My recent Monroe, Hepburn & Loren portraits seemed to almost breeze along with minimal corrections, but last night I started a portrait of Debbie Harry and as ever started with the eyes. They seemed ok to start with, so I started marking out the hair and lightly filling in her lips, when I took a break and stood back to my horror her right eye seemed too small.

I sat there wringing my hands as the eye was quite darkly applied and I thought any attempt to fix it would ruin the picture. It was as if all the time spent was wasted, but I calmed down and went to work with the 'surgery' and I'm glad to say I think I've fixed it. 

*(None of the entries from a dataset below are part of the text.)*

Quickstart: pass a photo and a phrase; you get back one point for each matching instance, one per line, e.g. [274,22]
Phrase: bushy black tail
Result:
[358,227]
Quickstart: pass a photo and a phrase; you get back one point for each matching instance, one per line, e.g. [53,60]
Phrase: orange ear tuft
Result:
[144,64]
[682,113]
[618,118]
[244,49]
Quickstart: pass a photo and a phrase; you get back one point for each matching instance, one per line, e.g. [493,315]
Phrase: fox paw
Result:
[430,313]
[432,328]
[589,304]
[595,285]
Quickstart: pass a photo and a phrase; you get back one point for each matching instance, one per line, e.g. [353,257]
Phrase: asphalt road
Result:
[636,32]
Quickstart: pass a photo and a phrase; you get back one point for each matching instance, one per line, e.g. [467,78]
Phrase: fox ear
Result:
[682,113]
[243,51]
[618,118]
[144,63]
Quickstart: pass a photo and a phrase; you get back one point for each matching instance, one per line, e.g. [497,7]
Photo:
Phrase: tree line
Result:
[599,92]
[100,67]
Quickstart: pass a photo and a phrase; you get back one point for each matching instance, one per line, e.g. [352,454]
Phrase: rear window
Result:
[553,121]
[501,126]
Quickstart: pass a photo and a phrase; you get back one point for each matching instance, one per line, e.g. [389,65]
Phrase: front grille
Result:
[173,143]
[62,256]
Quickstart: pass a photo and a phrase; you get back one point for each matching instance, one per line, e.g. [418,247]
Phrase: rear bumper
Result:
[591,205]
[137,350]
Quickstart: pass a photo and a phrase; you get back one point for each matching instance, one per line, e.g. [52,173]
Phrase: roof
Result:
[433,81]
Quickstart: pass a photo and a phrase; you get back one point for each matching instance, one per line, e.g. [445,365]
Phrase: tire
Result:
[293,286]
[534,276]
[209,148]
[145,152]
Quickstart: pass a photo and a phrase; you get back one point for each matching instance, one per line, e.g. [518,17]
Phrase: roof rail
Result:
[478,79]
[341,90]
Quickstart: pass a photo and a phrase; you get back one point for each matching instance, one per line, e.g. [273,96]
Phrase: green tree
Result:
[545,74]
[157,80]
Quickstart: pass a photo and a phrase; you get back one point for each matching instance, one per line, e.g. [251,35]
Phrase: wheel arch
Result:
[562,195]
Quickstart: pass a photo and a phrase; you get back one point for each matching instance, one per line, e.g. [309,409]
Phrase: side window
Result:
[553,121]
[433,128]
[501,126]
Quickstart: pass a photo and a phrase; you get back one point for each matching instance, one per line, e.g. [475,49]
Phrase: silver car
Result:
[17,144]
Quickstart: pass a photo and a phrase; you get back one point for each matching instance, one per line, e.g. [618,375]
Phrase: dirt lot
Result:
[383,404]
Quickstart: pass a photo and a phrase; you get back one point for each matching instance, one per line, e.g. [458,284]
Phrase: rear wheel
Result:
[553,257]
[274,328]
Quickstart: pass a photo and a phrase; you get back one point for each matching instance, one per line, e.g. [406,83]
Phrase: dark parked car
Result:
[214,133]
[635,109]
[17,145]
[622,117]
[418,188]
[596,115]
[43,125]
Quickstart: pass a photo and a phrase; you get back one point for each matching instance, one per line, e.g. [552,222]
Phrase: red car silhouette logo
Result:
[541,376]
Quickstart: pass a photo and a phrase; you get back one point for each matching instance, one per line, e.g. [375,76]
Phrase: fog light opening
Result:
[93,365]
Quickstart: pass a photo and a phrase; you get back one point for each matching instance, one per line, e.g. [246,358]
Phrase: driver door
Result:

There is hardly any leeway with Portraits, a couple of lines here or there that aren't quite right can throw the whole picture out.

I sometimes think 'right the next pic I'll do will be the Titanic or Space Shuttle' as nobody will notice a couple of missing rivets!

I find Portraiture quite satisfying though, whilst doing the drawing I look up the person's history etc and in the case of Debbie, I have got Blondie's songs playing in the background to spur me on. 

Having spent a few hours on a particular Portrait I seem to appreciate and respect the person even more than I did than when I started, do you have similar thoughts?


----------



## Jeff

Yes to all of the above. 
Their catalog will definitely play in my head when Im drawing a musician- absolutely a motivator, and yes I always feel a little closer to them after I draw them.
Confidence is a big factor! I used to stop and question EVERYTHING. every shape, every shade. 
Here is where this book I read "zen guitar", really helped me. It stated simply that as an artist, it is not my job to be a critic. Its just my job to tune my instrument, and play each note with my whole heart and soul. Art will always be subjective. So Ive learned to block out the critic inside as much as possible and just focus on the smallest shape I can see and try to copy it. Do your thing ES, stay on the path, and the art will literally create itself! Ive just been focused on having fun copying shapes, and suddenly there are 30+ portraits around here.


----------



## Ernest Scribbler

Love your response, particularly the feeling a being a little closer to the person,
I thought that was just me being over emotional I'll take note of being too critical as well, although last night's error was glaring - I should stand back and look at the picture from a distance a bit more from time to time.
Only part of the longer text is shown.